Re: [openstack-dev] [kolla] Multi-Regions Support

2017-01-06 Thread Jay Pipes

On 01/05/2017 09:12 AM, Ronan-Alexandre Cherrueau wrote:

Hello,

TL;DR: We make a multi-regions deployment with Kolla. It requires to
patch the code a little bit, and you can find the diff on our
GitHub[1]. This patch is just a first attempt to support multi-regions
in Kolla and it raises questions. Some modifications are not done in
an idiomatic way and we do not expect this to be merged in Kolla. The
reminder of this mail explains our patch and states our questions.

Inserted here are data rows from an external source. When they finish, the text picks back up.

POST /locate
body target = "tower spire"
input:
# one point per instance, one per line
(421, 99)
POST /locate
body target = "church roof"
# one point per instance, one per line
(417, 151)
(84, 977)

At Inria/Discovery[2], we evaluate OpenStack at scale for the
Performance Working Group. So far, we focus on one single OpenStack
region deployment with hundreds of computes and we always go with
Kolla for our deployment. Over the last few days, we tried to achieve
a multi-regions OpenStack deployment with Kolla. We want to share with
you our current deployment workflow, patches we had to apply on Kolla
to support multi-regions, and also ask you if we do things correctly.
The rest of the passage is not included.